We all have responsibilities and obligations.  It is part of being in relationships with family, co-workers, neighbors, and life.

Donna shares a story about one morning – years ago as a full-time working mom, wife and mother with 3 children – when she woke up and realized she wasn’t responsible for the sun rising that morning.  (It’s true!)

While she can laugh about it now, it was a very serious moment in her early adult years.   Intellectually, she of course knew that she wasn’t responsible for the sunrise, yet she had emotionally taken on an exaggerated sense of responsibility that felt like the weight of the universe was on her shoulders.

In an odd way, Donna was victimized by her strong sense of responsibility.  The “gift” of the value of responsibility she gained from her family-of-origin had become overused and developed into a burden.

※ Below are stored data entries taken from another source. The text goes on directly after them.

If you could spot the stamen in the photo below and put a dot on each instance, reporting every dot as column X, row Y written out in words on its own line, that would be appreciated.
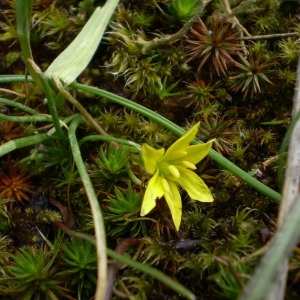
column 174, row 171
column 166, row 185
column 178, row 154
column 188, row 165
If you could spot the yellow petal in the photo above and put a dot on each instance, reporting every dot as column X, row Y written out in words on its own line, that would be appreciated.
column 174, row 171
column 174, row 202
column 182, row 143
column 188, row 165
column 154, row 190
column 195, row 153
column 194, row 185
column 151, row 157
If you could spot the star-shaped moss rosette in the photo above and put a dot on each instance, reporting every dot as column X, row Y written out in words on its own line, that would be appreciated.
column 172, row 169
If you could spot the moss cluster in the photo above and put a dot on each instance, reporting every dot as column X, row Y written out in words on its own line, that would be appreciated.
column 231, row 68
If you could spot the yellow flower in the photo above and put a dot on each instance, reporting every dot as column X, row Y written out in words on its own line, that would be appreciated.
column 173, row 168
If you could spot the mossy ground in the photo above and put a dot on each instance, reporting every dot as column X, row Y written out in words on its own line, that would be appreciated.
column 241, row 90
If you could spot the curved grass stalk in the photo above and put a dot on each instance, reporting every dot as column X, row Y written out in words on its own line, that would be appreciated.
column 96, row 211
column 160, row 276
column 22, row 142
column 31, row 140
column 179, row 131
column 109, row 138
column 167, row 124
column 23, row 119
column 19, row 106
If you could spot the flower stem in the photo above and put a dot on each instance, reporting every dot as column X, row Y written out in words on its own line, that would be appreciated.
column 224, row 162
column 96, row 211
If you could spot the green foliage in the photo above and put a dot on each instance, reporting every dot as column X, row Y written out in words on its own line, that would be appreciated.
column 253, row 72
column 123, row 212
column 79, row 261
column 112, row 166
column 230, row 281
column 33, row 276
column 180, row 11
column 216, row 47
column 4, row 252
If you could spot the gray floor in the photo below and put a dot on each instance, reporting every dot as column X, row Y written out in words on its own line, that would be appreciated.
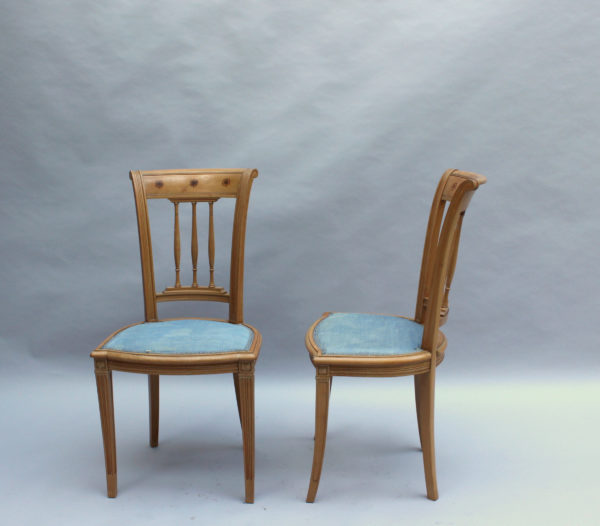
column 509, row 452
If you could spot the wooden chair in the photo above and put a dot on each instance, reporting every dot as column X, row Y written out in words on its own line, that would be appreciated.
column 185, row 345
column 343, row 344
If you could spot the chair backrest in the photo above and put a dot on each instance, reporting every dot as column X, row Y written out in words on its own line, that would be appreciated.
column 193, row 186
column 452, row 197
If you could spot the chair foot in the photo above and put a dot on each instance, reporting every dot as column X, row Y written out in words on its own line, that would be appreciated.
column 153, row 400
column 246, row 393
column 249, row 492
column 236, row 385
column 321, row 414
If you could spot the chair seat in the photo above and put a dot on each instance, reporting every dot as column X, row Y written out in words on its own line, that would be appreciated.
column 187, row 336
column 367, row 335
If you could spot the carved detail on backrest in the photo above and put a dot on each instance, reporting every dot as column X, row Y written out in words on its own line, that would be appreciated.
column 211, row 291
column 193, row 186
column 440, row 252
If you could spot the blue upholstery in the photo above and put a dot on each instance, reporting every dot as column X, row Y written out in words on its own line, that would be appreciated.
column 182, row 337
column 367, row 335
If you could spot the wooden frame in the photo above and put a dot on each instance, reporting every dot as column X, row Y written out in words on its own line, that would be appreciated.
column 185, row 186
column 450, row 202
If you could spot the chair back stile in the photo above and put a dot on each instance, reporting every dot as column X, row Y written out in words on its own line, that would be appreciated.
column 441, row 250
column 193, row 186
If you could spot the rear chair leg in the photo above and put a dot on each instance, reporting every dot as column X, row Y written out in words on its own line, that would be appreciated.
column 246, row 394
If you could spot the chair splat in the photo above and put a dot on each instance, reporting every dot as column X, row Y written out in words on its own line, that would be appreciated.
column 194, row 291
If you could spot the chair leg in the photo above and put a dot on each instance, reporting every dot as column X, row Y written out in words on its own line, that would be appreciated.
column 107, row 420
column 236, row 385
column 321, row 413
column 153, row 399
column 330, row 384
column 246, row 394
column 425, row 395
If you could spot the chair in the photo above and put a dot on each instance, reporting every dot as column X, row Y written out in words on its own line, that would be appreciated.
column 345, row 344
column 185, row 345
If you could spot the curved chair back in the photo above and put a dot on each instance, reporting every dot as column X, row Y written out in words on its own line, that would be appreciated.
column 193, row 186
column 450, row 202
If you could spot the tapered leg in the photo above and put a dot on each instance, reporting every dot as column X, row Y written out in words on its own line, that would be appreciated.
column 246, row 394
column 321, row 413
column 107, row 419
column 153, row 399
column 236, row 384
column 418, row 380
column 425, row 395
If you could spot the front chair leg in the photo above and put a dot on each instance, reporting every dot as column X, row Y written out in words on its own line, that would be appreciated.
column 321, row 413
column 236, row 385
column 107, row 420
column 425, row 395
column 246, row 404
column 153, row 399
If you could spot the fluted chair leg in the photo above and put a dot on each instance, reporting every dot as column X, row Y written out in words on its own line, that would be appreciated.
column 321, row 413
column 418, row 403
column 153, row 401
column 425, row 395
column 236, row 385
column 107, row 420
column 246, row 392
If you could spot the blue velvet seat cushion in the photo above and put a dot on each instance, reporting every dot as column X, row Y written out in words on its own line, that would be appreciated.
column 367, row 335
column 182, row 337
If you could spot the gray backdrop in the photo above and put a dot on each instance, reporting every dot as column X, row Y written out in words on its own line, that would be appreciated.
column 350, row 111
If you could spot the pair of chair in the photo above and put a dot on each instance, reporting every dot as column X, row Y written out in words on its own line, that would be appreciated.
column 340, row 344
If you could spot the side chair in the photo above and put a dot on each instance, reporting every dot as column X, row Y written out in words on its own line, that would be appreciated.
column 185, row 346
column 374, row 345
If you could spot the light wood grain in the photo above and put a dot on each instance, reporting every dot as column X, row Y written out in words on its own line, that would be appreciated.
column 452, row 196
column 181, row 187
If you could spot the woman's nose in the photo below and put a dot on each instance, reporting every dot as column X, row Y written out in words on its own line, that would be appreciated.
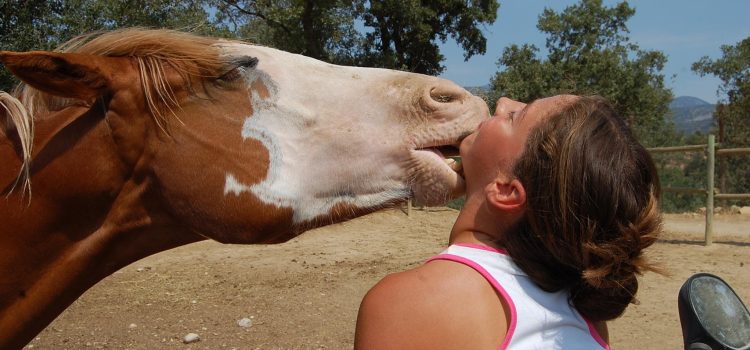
column 505, row 105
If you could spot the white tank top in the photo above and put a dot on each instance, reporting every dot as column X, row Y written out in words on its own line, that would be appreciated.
column 539, row 320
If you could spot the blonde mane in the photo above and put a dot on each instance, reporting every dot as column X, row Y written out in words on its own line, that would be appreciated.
column 190, row 55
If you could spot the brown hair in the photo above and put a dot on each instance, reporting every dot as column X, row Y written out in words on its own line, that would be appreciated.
column 592, row 193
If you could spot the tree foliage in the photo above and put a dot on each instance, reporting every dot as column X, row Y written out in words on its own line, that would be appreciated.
column 404, row 32
column 394, row 34
column 733, row 112
column 589, row 52
column 321, row 29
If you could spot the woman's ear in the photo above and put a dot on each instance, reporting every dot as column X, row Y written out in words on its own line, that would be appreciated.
column 506, row 194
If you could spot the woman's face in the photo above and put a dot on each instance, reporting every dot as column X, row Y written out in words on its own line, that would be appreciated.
column 493, row 148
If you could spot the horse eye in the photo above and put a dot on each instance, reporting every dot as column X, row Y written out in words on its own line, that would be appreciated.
column 232, row 75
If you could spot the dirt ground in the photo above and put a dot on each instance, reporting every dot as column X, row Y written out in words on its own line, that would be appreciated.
column 304, row 294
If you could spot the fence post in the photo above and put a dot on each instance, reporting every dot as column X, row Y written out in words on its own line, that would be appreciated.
column 710, row 153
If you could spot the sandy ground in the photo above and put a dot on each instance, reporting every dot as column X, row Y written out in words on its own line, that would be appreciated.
column 304, row 294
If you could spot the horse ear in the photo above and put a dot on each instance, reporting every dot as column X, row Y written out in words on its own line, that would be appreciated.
column 68, row 75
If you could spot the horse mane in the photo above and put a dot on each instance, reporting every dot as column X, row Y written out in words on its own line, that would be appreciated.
column 190, row 55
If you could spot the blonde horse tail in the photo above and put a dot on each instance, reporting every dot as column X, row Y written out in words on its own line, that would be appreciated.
column 19, row 118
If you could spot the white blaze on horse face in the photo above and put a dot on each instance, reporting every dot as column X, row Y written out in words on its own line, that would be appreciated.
column 334, row 134
column 318, row 156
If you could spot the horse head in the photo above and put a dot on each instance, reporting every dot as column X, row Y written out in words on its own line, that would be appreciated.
column 136, row 141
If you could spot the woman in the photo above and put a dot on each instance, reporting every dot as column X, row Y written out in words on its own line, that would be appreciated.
column 560, row 202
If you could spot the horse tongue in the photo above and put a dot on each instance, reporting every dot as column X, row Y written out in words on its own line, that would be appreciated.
column 457, row 166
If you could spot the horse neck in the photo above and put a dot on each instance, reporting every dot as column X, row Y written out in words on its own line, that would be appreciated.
column 85, row 219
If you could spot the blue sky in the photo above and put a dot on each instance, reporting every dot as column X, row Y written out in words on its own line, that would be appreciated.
column 684, row 30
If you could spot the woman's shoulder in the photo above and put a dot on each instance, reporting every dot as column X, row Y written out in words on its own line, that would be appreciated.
column 439, row 305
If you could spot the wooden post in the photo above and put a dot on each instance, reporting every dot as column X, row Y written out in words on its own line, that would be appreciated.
column 710, row 159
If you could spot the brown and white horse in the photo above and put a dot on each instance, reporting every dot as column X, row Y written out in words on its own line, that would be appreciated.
column 137, row 141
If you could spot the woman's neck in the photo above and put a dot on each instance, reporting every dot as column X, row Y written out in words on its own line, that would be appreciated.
column 477, row 223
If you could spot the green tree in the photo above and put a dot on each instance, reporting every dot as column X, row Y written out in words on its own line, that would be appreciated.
column 405, row 32
column 321, row 29
column 589, row 52
column 397, row 34
column 733, row 112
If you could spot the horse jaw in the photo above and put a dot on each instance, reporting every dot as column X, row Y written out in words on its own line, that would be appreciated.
column 359, row 145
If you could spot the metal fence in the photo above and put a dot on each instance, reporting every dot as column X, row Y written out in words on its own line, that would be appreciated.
column 711, row 149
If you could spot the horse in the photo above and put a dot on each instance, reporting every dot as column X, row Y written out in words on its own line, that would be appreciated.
column 127, row 143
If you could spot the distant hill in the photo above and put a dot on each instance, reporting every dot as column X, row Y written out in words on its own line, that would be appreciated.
column 692, row 114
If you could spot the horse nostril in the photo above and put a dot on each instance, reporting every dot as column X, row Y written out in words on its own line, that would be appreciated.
column 443, row 98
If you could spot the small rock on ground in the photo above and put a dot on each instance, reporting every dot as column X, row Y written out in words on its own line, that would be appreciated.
column 191, row 338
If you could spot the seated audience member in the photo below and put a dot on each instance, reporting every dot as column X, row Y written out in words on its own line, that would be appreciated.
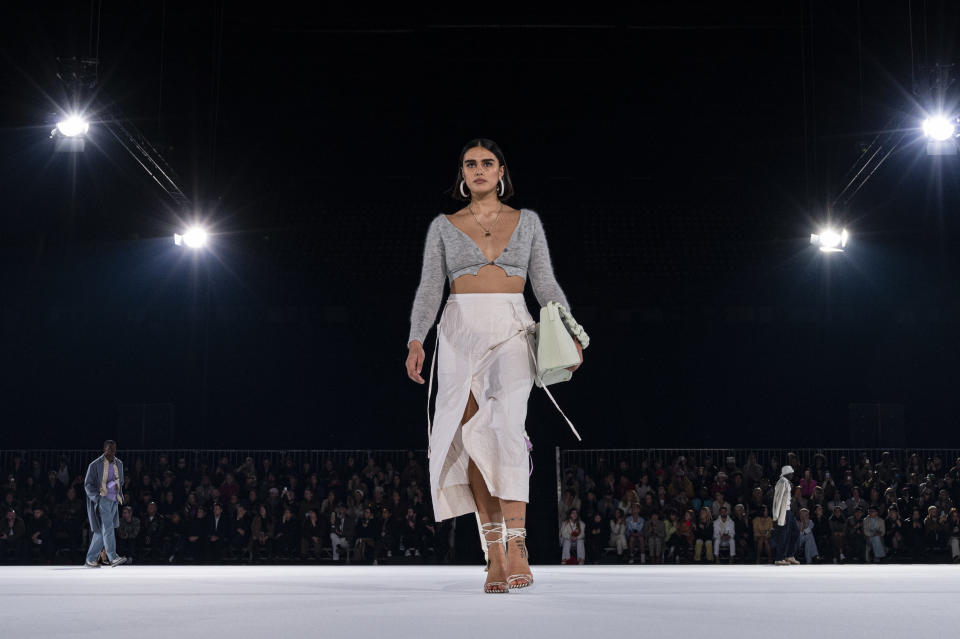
column 742, row 531
column 953, row 534
column 286, row 535
column 597, row 533
column 388, row 535
column 152, row 532
column 195, row 541
column 914, row 535
column 618, row 532
column 634, row 532
column 217, row 533
column 855, row 538
column 762, row 525
column 808, row 544
column 573, row 533
column 874, row 531
column 341, row 531
column 724, row 534
column 311, row 536
column 933, row 528
column 655, row 532
column 703, row 534
column 40, row 534
column 174, row 537
column 365, row 533
column 261, row 534
column 239, row 535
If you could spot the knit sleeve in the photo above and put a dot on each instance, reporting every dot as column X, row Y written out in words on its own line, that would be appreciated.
column 542, row 280
column 426, row 302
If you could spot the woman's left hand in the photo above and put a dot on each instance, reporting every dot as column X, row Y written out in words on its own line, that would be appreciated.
column 580, row 351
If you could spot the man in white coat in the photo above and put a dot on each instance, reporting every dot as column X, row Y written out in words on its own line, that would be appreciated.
column 786, row 533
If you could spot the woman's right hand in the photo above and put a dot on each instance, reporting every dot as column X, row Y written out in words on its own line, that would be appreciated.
column 415, row 361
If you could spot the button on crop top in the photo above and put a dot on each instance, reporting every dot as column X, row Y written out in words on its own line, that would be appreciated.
column 449, row 252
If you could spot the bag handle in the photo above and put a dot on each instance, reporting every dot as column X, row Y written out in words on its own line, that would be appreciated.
column 430, row 387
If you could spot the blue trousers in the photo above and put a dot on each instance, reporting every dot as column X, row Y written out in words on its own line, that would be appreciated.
column 786, row 538
column 106, row 536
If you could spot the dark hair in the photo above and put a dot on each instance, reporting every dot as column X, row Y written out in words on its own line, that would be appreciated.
column 494, row 148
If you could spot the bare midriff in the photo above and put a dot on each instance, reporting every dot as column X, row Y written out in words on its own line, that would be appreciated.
column 489, row 279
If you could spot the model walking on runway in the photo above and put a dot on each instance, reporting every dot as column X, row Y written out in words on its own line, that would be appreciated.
column 477, row 445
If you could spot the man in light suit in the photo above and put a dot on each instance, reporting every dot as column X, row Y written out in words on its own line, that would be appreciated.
column 786, row 532
column 104, row 487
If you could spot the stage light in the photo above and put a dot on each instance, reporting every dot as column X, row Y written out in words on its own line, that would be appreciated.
column 73, row 126
column 939, row 128
column 830, row 241
column 194, row 237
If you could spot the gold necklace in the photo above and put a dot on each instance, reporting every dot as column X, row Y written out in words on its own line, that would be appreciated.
column 486, row 231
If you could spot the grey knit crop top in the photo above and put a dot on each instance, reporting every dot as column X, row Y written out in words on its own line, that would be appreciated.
column 449, row 252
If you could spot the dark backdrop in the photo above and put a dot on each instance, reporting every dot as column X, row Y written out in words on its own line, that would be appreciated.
column 679, row 155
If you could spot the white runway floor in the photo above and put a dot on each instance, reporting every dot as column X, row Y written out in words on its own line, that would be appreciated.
column 387, row 602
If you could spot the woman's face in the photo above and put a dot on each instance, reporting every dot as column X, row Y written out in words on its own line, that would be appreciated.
column 481, row 171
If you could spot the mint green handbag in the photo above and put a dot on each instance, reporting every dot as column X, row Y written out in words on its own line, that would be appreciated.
column 555, row 352
column 555, row 349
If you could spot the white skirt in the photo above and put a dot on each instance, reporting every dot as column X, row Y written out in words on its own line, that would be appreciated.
column 501, row 378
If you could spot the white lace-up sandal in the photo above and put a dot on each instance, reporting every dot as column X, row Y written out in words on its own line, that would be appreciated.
column 523, row 579
column 493, row 527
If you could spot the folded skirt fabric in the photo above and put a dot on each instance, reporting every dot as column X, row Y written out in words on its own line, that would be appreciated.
column 480, row 348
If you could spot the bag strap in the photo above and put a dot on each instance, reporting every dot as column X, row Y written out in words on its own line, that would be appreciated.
column 549, row 394
column 521, row 331
column 536, row 368
column 430, row 387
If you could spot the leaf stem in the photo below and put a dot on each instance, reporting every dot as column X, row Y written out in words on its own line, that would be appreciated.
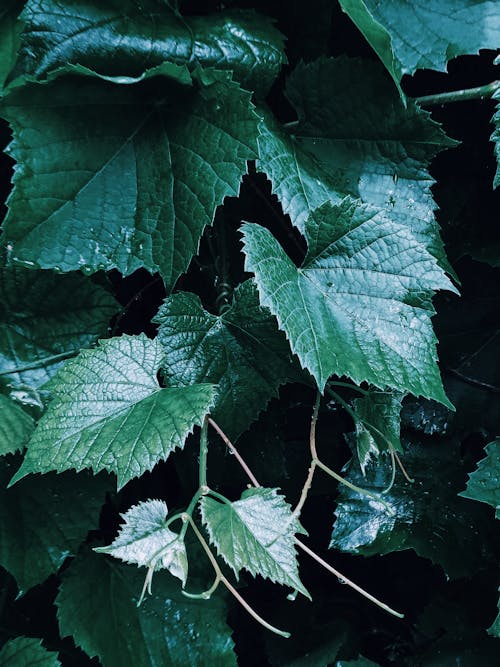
column 478, row 93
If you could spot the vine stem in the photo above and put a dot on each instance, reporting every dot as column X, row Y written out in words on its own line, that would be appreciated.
column 478, row 93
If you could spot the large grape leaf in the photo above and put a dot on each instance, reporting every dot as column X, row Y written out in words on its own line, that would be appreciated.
column 44, row 319
column 44, row 519
column 127, row 38
column 16, row 426
column 145, row 167
column 108, row 412
column 359, row 306
column 145, row 540
column 428, row 516
column 414, row 34
column 241, row 350
column 378, row 151
column 27, row 652
column 256, row 533
column 484, row 483
column 97, row 605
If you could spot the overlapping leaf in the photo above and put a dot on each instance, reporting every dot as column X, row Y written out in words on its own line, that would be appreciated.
column 109, row 413
column 360, row 304
column 97, row 606
column 256, row 533
column 378, row 151
column 410, row 35
column 44, row 519
column 241, row 350
column 145, row 540
column 128, row 38
column 145, row 168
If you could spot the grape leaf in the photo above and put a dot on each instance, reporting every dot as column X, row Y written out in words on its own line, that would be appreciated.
column 109, row 413
column 379, row 152
column 44, row 319
column 484, row 483
column 143, row 540
column 257, row 533
column 428, row 516
column 27, row 652
column 128, row 38
column 360, row 304
column 241, row 350
column 425, row 34
column 97, row 605
column 44, row 519
column 145, row 168
column 16, row 426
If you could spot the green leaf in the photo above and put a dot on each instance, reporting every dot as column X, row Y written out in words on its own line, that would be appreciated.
column 108, row 412
column 127, row 38
column 143, row 540
column 241, row 350
column 44, row 319
column 378, row 151
column 27, row 652
column 425, row 33
column 16, row 426
column 44, row 519
column 428, row 516
column 360, row 304
column 155, row 162
column 97, row 605
column 256, row 533
column 484, row 483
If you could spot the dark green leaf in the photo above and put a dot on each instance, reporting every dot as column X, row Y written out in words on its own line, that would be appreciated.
column 146, row 168
column 379, row 151
column 360, row 304
column 27, row 652
column 428, row 517
column 127, row 38
column 108, row 412
column 97, row 605
column 256, row 533
column 241, row 350
column 44, row 519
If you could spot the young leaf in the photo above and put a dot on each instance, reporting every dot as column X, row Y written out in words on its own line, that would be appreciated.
column 44, row 319
column 97, row 606
column 44, row 519
column 428, row 516
column 128, row 38
column 155, row 162
column 256, row 533
column 27, row 652
column 109, row 413
column 145, row 540
column 378, row 151
column 16, row 426
column 360, row 304
column 484, row 483
column 241, row 350
column 425, row 34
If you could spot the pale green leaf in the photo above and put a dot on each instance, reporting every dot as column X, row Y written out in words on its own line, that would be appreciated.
column 16, row 426
column 256, row 533
column 97, row 606
column 425, row 34
column 145, row 168
column 44, row 519
column 108, row 412
column 241, row 350
column 145, row 540
column 360, row 304
column 27, row 652
column 379, row 151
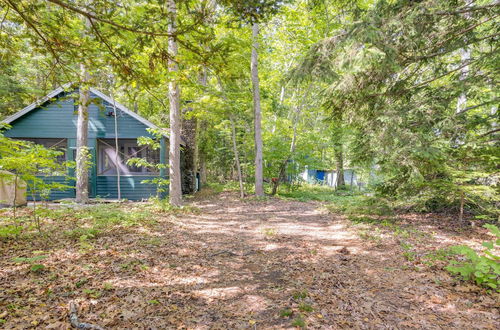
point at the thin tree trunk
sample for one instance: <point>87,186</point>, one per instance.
<point>233,138</point>
<point>462,202</point>
<point>196,152</point>
<point>175,191</point>
<point>203,171</point>
<point>236,156</point>
<point>282,172</point>
<point>465,55</point>
<point>82,154</point>
<point>259,177</point>
<point>117,158</point>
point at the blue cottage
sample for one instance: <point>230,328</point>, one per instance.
<point>52,122</point>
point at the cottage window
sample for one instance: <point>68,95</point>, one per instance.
<point>108,161</point>
<point>56,144</point>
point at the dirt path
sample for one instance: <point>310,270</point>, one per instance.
<point>252,264</point>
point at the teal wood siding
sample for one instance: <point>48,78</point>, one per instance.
<point>130,187</point>
<point>56,194</point>
<point>58,119</point>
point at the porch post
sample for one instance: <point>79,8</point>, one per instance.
<point>163,155</point>
<point>92,144</point>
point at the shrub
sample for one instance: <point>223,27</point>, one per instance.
<point>483,269</point>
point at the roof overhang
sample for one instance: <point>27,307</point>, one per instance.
<point>69,87</point>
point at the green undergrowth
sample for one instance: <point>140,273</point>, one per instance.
<point>84,223</point>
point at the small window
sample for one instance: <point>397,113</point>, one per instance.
<point>108,161</point>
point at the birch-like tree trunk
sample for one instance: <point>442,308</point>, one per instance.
<point>82,129</point>
<point>175,191</point>
<point>259,178</point>
<point>339,161</point>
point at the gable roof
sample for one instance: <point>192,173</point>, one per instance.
<point>65,87</point>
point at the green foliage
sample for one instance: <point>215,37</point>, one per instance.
<point>484,268</point>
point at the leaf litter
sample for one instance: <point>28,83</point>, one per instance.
<point>243,264</point>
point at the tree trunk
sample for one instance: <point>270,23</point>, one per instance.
<point>82,153</point>
<point>339,161</point>
<point>236,156</point>
<point>465,55</point>
<point>282,171</point>
<point>175,192</point>
<point>259,178</point>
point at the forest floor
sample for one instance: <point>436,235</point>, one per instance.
<point>231,263</point>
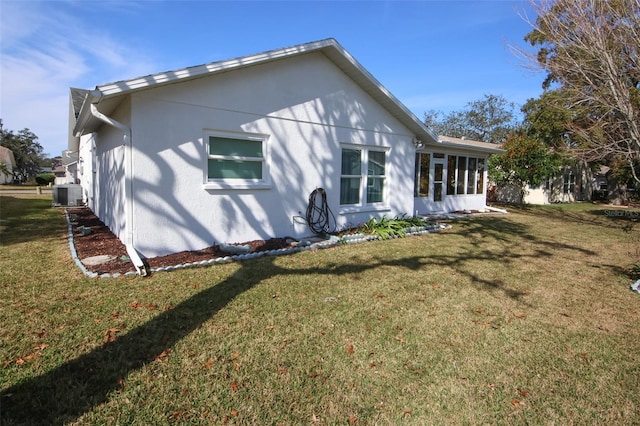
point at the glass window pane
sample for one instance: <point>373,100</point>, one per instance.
<point>438,172</point>
<point>235,147</point>
<point>376,163</point>
<point>351,162</point>
<point>424,174</point>
<point>232,169</point>
<point>462,167</point>
<point>471,176</point>
<point>375,190</point>
<point>437,191</point>
<point>451,175</point>
<point>349,190</point>
<point>480,177</point>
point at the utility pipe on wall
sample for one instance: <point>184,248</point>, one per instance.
<point>128,189</point>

With the sunrise epiphany, she was able to see that it was her thinking that created the extreme sense of responsibility, not the situation.   Donna doesn’t even remember what the presenting situation was – just the epiphany upon awakening.  Her self-persecuting internal dialogue resulted in her feeling responsible for everyone’s happiness and kept her locked into her own internal Dreaded Drama Triangle (DDT).

Because of her realization, she had conversations with her then husband and kids, out of which they volunteered that they could do a lot more to take care of themselves. And, to her surprise, they wanted to.  They were happier and Donna discovered more personal freedom as well.   It was such a relief to let go and let more ease flow through the family.

Being overly responsible certainly happens at work as well and can have equally frustrating results.

For example, David reflects on a time when he was managing a major department in a large corporation.  Working late at night (because of his own exaggerated sense of responsibility and not wanting to let anyone down), he was copied on an email that went to one of his direct reports.  The person to whom the email was directed had left for the evening.  Instead of letting the direct report respond in the morning, David went ahead and answered the email, only to find out the next morning that he gave the wrong information, which caused a flurry of additional messages.

He drew on this experience in the writing of his forthcoming book, 3 Vital Questions: Transforming Workplace Drama, in illustrating how managers and others can use exaggerated responsibility to justify being a Rescuer.

If you do not let go of exaggerated responsibility, it can put you on the path of burnout and misery, while feeling persecuted – not by others or external situations, but by your own thinking.  You cannot release yourself from the burden of false responsibilities until you wake-up to the fact that you are ultimately only responsible for your own attitudes and behavior.  When you make this shift  you can support others as Creators who own their own appropriate level of responsibility and accountability.    You really are not in charge of the sunrise……and a heck of a lot of other happenings and events in your life!

Donna now realizes that she did not trust life to unfold as it will and admits to a certain amount of unconscious arrogance that was running in the background of her life.  She failed to see that exaggerated sense of responsibility was really an attempt to control circumstances and situations.

Now, with each sunrise and sunset, she reminds herself to let go, enjoy the beauty, and do what is only hers to do.